Oliveira described the breakfast as “a sitting march of our movement — there’s a humming for justice and for fairness.”
Then, came the moment for Gloria Steinem to receive her award. The presenter shared that while Steinem may have been shoved to the front of the movement for all the wrong reasons, she turned out to be the best person for the job.
Over 2,200 men and women attended the breakfast.
Steinem came out gracious and elegant. She wanted to simply speak about the amazing work that the women she knows are doing to push equality forward (who happen to be half her age). She also made sure to mention other women in the movement’s early days like Shirley Chisholm adding, “there were so few of us we were 12 crazy ladies.” However, at the request of the organizers, she also took a moment to reflect upon the progress of the Women’s Movement — what’s been done, and what still needs to be done.
On Equal Pay…
Steinem points out that the argument before was women don’t need the money and now it has majority support but it still hasn’t happened yet. “We still let companies profiteer off of women’s work. Equal pay would be the best economic stimulus this country could have. Women are not going to put it in a Swiss bank account they’re going to spend it.”
On Equality In General…
“We’ve proved that women can do what men can do but we have not yet proved that men can do what women can do. It’s impossible for anyone male or female to have it all if it means we are doing it all.”

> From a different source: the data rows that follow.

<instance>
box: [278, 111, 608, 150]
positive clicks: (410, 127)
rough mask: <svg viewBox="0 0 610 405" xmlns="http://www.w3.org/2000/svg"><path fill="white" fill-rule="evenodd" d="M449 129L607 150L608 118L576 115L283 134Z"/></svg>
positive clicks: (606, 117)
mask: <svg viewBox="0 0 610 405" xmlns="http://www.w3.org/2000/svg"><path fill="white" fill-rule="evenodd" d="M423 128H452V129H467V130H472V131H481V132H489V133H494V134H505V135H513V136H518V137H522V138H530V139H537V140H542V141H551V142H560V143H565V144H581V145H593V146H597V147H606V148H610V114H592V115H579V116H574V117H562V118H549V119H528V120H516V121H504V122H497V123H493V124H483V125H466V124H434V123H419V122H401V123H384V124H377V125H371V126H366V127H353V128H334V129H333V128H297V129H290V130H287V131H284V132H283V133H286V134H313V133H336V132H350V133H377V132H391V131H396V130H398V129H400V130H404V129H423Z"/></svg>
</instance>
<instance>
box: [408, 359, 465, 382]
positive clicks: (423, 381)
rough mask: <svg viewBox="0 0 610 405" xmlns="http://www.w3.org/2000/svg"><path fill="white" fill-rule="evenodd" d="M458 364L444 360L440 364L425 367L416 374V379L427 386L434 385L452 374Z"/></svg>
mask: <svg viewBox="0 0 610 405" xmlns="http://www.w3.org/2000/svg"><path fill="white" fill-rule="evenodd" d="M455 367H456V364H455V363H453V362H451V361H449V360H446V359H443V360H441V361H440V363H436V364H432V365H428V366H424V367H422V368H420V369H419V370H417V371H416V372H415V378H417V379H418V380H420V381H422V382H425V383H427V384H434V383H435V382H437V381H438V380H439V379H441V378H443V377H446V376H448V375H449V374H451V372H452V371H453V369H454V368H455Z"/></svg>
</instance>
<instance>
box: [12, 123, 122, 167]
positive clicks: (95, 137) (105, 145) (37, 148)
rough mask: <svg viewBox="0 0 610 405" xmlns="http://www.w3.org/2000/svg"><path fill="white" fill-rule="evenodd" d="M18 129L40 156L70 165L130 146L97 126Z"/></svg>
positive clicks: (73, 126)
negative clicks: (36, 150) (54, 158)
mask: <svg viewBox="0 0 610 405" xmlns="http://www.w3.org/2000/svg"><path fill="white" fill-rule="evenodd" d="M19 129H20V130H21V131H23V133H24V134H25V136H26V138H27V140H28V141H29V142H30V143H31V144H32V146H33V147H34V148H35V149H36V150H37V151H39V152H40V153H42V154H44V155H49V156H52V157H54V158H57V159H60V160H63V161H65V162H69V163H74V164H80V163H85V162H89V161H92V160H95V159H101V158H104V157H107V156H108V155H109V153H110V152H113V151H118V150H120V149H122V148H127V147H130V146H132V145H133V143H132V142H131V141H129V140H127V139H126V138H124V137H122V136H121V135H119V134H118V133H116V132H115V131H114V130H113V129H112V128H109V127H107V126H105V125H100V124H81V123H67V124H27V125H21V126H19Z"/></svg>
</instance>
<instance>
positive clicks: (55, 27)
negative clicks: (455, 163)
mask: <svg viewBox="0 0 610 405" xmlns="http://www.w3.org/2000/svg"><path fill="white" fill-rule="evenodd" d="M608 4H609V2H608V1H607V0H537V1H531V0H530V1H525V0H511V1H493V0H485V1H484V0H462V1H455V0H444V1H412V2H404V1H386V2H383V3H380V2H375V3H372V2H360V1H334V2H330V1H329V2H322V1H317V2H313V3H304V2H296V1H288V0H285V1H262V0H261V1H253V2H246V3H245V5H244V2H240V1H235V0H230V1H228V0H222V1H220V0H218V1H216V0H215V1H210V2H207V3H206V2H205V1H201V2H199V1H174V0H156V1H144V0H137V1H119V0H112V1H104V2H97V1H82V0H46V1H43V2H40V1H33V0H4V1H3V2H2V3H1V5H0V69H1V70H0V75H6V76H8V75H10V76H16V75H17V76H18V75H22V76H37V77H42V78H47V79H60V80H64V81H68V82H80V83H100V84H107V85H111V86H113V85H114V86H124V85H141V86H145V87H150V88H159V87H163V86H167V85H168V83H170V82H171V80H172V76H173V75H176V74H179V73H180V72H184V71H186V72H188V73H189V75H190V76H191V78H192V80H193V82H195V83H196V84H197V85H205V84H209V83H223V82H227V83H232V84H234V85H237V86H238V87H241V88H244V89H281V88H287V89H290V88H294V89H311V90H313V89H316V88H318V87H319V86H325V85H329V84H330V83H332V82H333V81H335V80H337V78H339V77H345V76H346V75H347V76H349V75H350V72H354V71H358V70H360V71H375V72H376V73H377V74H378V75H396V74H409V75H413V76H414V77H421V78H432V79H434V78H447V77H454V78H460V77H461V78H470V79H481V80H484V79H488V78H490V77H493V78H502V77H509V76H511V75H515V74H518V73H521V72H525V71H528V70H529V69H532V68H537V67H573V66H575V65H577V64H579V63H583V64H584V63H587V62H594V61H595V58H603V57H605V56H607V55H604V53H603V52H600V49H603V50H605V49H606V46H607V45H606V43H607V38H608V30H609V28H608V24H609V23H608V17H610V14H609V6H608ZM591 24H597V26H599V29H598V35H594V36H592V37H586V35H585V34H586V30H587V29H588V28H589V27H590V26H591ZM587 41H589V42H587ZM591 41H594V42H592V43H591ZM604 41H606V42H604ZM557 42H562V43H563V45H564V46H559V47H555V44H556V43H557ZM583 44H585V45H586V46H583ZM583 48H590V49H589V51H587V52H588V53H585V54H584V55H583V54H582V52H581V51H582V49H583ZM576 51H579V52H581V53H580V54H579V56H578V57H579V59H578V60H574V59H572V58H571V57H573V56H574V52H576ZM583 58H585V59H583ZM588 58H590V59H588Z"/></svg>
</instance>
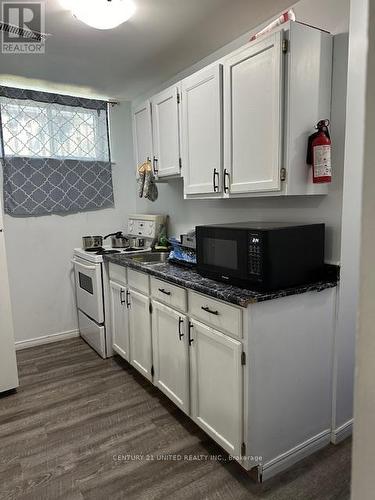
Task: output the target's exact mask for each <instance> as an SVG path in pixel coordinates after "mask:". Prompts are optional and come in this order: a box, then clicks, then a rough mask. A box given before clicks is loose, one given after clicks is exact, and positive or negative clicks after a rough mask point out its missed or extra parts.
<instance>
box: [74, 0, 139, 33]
mask: <svg viewBox="0 0 375 500" xmlns="http://www.w3.org/2000/svg"><path fill="white" fill-rule="evenodd" d="M70 9H71V11H72V13H73V15H74V16H75V17H76V18H77V19H79V20H80V21H82V22H83V23H85V24H88V25H89V26H91V27H92V28H97V29H99V30H109V29H112V28H116V26H119V25H120V24H122V23H124V22H125V21H127V20H128V19H130V18H131V16H132V15H133V14H134V12H135V10H136V6H135V4H134V2H133V0H74V2H73V3H72V4H71V6H70Z"/></svg>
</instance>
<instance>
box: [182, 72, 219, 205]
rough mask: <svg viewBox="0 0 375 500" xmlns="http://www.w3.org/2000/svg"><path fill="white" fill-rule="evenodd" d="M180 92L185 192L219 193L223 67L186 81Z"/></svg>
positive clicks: (183, 83) (183, 81) (184, 185)
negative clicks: (181, 93) (181, 117)
mask: <svg viewBox="0 0 375 500" xmlns="http://www.w3.org/2000/svg"><path fill="white" fill-rule="evenodd" d="M181 92H182V99H181V105H182V164H183V169H184V170H183V172H184V193H185V195H187V196H188V195H195V194H215V193H221V191H222V123H223V116H222V65H221V64H216V65H214V66H211V67H209V68H205V69H204V70H202V71H199V72H198V73H195V74H194V75H192V76H190V77H188V78H185V80H183V81H182V83H181Z"/></svg>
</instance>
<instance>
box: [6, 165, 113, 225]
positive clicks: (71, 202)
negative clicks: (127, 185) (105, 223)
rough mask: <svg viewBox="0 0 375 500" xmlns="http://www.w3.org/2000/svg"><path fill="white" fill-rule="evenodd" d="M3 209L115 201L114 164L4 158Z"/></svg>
mask: <svg viewBox="0 0 375 500" xmlns="http://www.w3.org/2000/svg"><path fill="white" fill-rule="evenodd" d="M3 168H4V210H5V213H7V214H11V215H18V216H30V215H44V214H51V213H63V212H65V213H66V212H77V211H78V212H79V211H83V210H93V209H99V208H105V207H109V206H112V205H113V187H112V173H111V164H110V163H109V162H102V161H80V160H56V159H54V158H28V157H16V158H11V159H7V158H6V159H5V162H4V167H3Z"/></svg>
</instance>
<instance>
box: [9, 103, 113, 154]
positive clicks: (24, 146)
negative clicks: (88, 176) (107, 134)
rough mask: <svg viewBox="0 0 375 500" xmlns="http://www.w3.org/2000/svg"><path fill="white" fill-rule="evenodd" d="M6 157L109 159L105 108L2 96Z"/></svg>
mask: <svg viewBox="0 0 375 500" xmlns="http://www.w3.org/2000/svg"><path fill="white" fill-rule="evenodd" d="M0 106H1V117H2V126H3V140H4V154H5V156H27V157H31V158H47V157H49V158H61V159H63V158H70V159H77V160H99V161H108V140H107V123H106V111H105V110H96V109H85V108H78V107H73V106H65V105H61V104H55V103H53V104H50V103H37V102H33V101H28V100H21V99H8V98H6V97H1V98H0Z"/></svg>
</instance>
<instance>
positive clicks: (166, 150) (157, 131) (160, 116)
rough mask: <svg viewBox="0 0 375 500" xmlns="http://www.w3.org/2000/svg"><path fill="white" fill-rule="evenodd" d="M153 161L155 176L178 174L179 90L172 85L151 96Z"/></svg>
mask: <svg viewBox="0 0 375 500" xmlns="http://www.w3.org/2000/svg"><path fill="white" fill-rule="evenodd" d="M151 109H152V136H153V149H154V155H153V163H154V171H155V174H156V175H157V177H169V176H176V175H179V174H180V168H181V156H180V90H179V87H178V86H176V85H174V86H172V87H169V88H168V89H166V90H164V91H163V92H160V93H159V94H157V95H155V96H153V97H152V98H151Z"/></svg>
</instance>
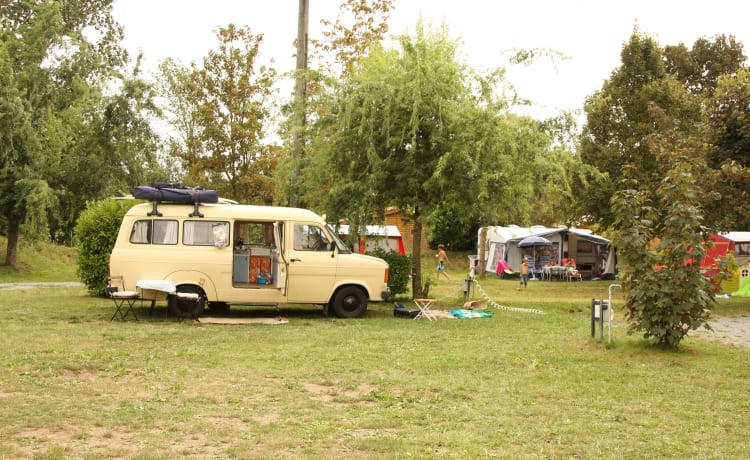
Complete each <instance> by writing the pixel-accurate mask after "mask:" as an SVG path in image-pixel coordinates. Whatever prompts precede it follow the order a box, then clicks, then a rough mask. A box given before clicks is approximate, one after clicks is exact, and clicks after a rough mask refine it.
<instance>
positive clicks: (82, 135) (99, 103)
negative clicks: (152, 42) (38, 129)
mask: <svg viewBox="0 0 750 460" xmlns="http://www.w3.org/2000/svg"><path fill="white" fill-rule="evenodd" d="M140 61H141V57H140V56H139V57H138V58H137V59H136V62H135V65H134V67H133V68H132V70H131V71H130V73H129V74H120V73H119V72H118V74H117V75H116V76H115V77H114V78H113V79H112V82H113V83H114V85H113V86H115V87H116V89H115V90H114V91H113V92H111V93H109V94H107V95H103V96H102V95H100V94H99V93H98V92H95V94H94V95H93V96H91V99H92V100H91V101H90V103H89V104H86V106H87V107H86V108H85V110H84V111H82V110H71V111H66V110H63V111H60V112H59V113H58V117H59V118H60V119H61V120H63V119H64V124H65V127H66V130H67V131H68V132H75V133H76V136H74V137H72V138H71V140H70V142H69V143H67V145H66V146H65V147H64V148H63V150H62V155H61V157H60V161H59V162H58V163H57V164H55V165H54V167H52V168H50V170H49V172H48V183H49V184H50V187H51V188H52V189H53V190H55V196H56V199H57V203H56V206H55V207H54V210H51V211H50V213H49V222H50V235H51V236H52V237H53V239H54V240H55V241H58V242H60V243H67V244H72V243H73V230H74V227H75V225H76V221H77V219H78V216H79V215H80V213H81V211H82V210H84V209H85V207H86V202H87V201H91V200H99V199H102V198H105V197H111V196H116V195H118V194H122V193H123V192H124V191H127V190H129V189H132V188H133V187H135V186H138V185H143V184H150V183H153V182H155V181H158V180H160V181H163V180H165V176H166V175H167V173H166V172H165V170H164V168H163V167H162V166H161V165H160V164H159V161H158V158H157V151H158V150H159V148H160V138H159V135H158V134H157V133H156V132H155V130H154V129H153V127H152V121H153V119H154V118H155V117H158V116H160V111H159V109H158V107H157V106H156V103H155V99H156V92H155V90H154V85H153V84H152V83H150V82H148V81H146V80H144V79H143V77H142V76H141V73H140V72H141V71H140Z"/></svg>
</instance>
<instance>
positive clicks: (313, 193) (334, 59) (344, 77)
mask: <svg viewBox="0 0 750 460" xmlns="http://www.w3.org/2000/svg"><path fill="white" fill-rule="evenodd" d="M392 4H393V0H346V1H344V2H342V3H341V5H340V6H339V15H338V16H337V18H336V20H335V22H333V23H332V22H331V21H329V20H327V19H323V20H321V24H322V26H323V28H324V30H323V32H322V33H323V39H314V38H312V39H310V44H311V47H310V63H309V64H308V70H302V71H300V70H298V71H297V73H296V74H295V79H296V81H297V82H300V84H304V85H303V86H304V91H303V93H304V97H301V98H295V101H294V103H292V104H289V105H287V106H286V107H284V112H285V114H286V115H287V116H288V120H287V121H286V122H285V123H284V124H283V125H282V130H281V135H282V137H283V138H284V139H285V145H284V152H283V155H284V156H285V157H288V158H289V161H284V162H282V163H281V164H280V165H279V168H278V169H277V184H278V190H279V195H280V196H279V198H280V201H282V202H290V203H291V202H292V201H294V205H296V206H309V207H312V206H314V205H315V203H321V202H322V201H323V200H324V194H325V193H324V192H325V190H327V189H328V188H329V186H330V184H329V183H328V182H327V181H328V174H327V172H326V171H325V168H326V165H325V162H322V161H320V159H319V158H316V155H315V152H313V151H312V150H311V147H310V142H311V138H312V137H317V138H318V142H320V139H322V136H318V135H316V134H315V133H314V132H311V127H312V126H313V125H314V123H315V121H316V120H318V119H320V118H321V117H322V116H324V113H323V112H324V111H325V110H326V104H325V100H326V98H327V95H328V93H329V91H330V89H331V87H333V86H335V85H336V84H337V82H338V81H339V79H341V78H345V77H346V76H347V75H349V74H350V73H351V72H352V71H353V69H355V68H356V67H357V65H358V64H359V62H360V60H361V59H363V58H364V57H366V56H367V55H368V54H369V50H370V49H373V48H378V47H380V46H381V42H382V40H383V38H384V36H385V33H386V32H387V31H388V17H389V12H390V10H391V9H392ZM292 197H294V198H295V199H294V200H292ZM352 230H353V234H352V236H353V237H356V236H357V229H356V228H355V227H352Z"/></svg>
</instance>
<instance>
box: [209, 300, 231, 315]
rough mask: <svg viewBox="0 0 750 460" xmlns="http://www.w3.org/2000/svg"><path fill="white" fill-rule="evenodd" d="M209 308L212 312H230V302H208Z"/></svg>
mask: <svg viewBox="0 0 750 460" xmlns="http://www.w3.org/2000/svg"><path fill="white" fill-rule="evenodd" d="M208 310H209V311H210V312H211V313H229V304H228V303H226V302H208Z"/></svg>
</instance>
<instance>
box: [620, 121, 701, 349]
mask: <svg viewBox="0 0 750 460" xmlns="http://www.w3.org/2000/svg"><path fill="white" fill-rule="evenodd" d="M671 134H675V133H674V132H673V133H662V134H658V135H655V136H654V138H652V139H651V142H652V145H654V148H655V150H656V151H657V155H656V156H657V162H658V166H659V169H661V170H663V171H665V174H664V178H663V180H662V181H661V182H660V183H659V184H658V185H657V186H656V190H655V192H656V193H653V191H651V190H646V189H644V188H643V186H642V185H641V184H640V183H639V182H638V181H637V180H631V177H630V172H631V171H633V170H634V169H635V168H636V167H637V165H629V166H628V167H627V168H626V170H625V176H626V178H625V179H624V180H623V185H624V186H623V187H622V188H621V189H620V190H619V191H618V192H616V194H615V196H614V197H613V200H612V206H613V209H614V215H615V220H614V227H615V229H616V231H615V236H614V238H613V240H612V243H613V244H614V245H615V246H616V247H617V249H618V260H619V264H620V274H621V279H622V282H623V285H624V287H625V288H626V290H627V293H628V294H627V299H626V303H625V309H626V318H627V320H628V322H629V323H630V324H629V326H628V334H633V333H636V332H640V333H642V334H643V337H644V338H646V339H648V340H650V341H651V342H652V343H654V344H656V345H659V346H662V347H668V348H677V347H678V346H679V344H680V342H681V340H682V339H683V338H684V337H685V336H686V335H687V334H688V333H689V331H690V330H694V329H698V328H699V327H708V325H707V321H708V318H709V314H710V310H709V308H710V306H711V303H712V302H713V293H712V290H711V285H710V281H709V280H708V279H707V278H706V277H705V276H703V274H702V273H701V270H700V261H701V260H702V259H703V257H704V256H705V255H706V245H705V242H706V241H708V232H707V231H706V228H705V227H704V226H703V225H702V220H703V216H702V211H701V203H700V195H701V185H700V180H701V177H702V175H703V170H704V168H705V164H703V163H702V162H700V161H696V158H695V155H694V152H693V150H694V148H693V146H692V145H691V144H692V142H694V140H690V139H687V138H685V137H682V136H681V135H679V133H678V136H677V137H675V136H673V135H671Z"/></svg>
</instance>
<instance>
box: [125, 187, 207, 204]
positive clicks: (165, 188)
mask: <svg viewBox="0 0 750 460" xmlns="http://www.w3.org/2000/svg"><path fill="white" fill-rule="evenodd" d="M156 185H157V186H156V187H150V186H147V185H142V186H139V187H136V188H134V189H133V197H134V198H138V199H140V200H149V201H158V202H162V203H163V202H169V203H185V204H193V203H218V202H219V193H218V192H216V190H205V189H203V188H201V187H198V188H190V187H173V185H177V186H179V184H156ZM159 185H167V186H166V187H159Z"/></svg>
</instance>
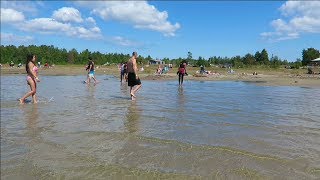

“We have proved that rape is not sex, it’s violence.” But she explained we have nowhere proved that erotica is enforcing and empowering the violence. For that, she says we need to get angry.
On Civil Rights…
“The Civil Rights movement inspired the women’s movement. Native American women inspired the suffrage movement. Racism cannot be defeated without equality for women. It is not possible to be a feminist without being anti-racist.”
On Domestic Violence…
“It is a serious time. It is a dangerous time. We need to get angry we need to do something. More girlfriends have been killed by their husbands and boyfriends than Americans killed on 9/11, in Iraq, or Afghanistan combined,” said Steinem who referred to it as “domestic terrorism.”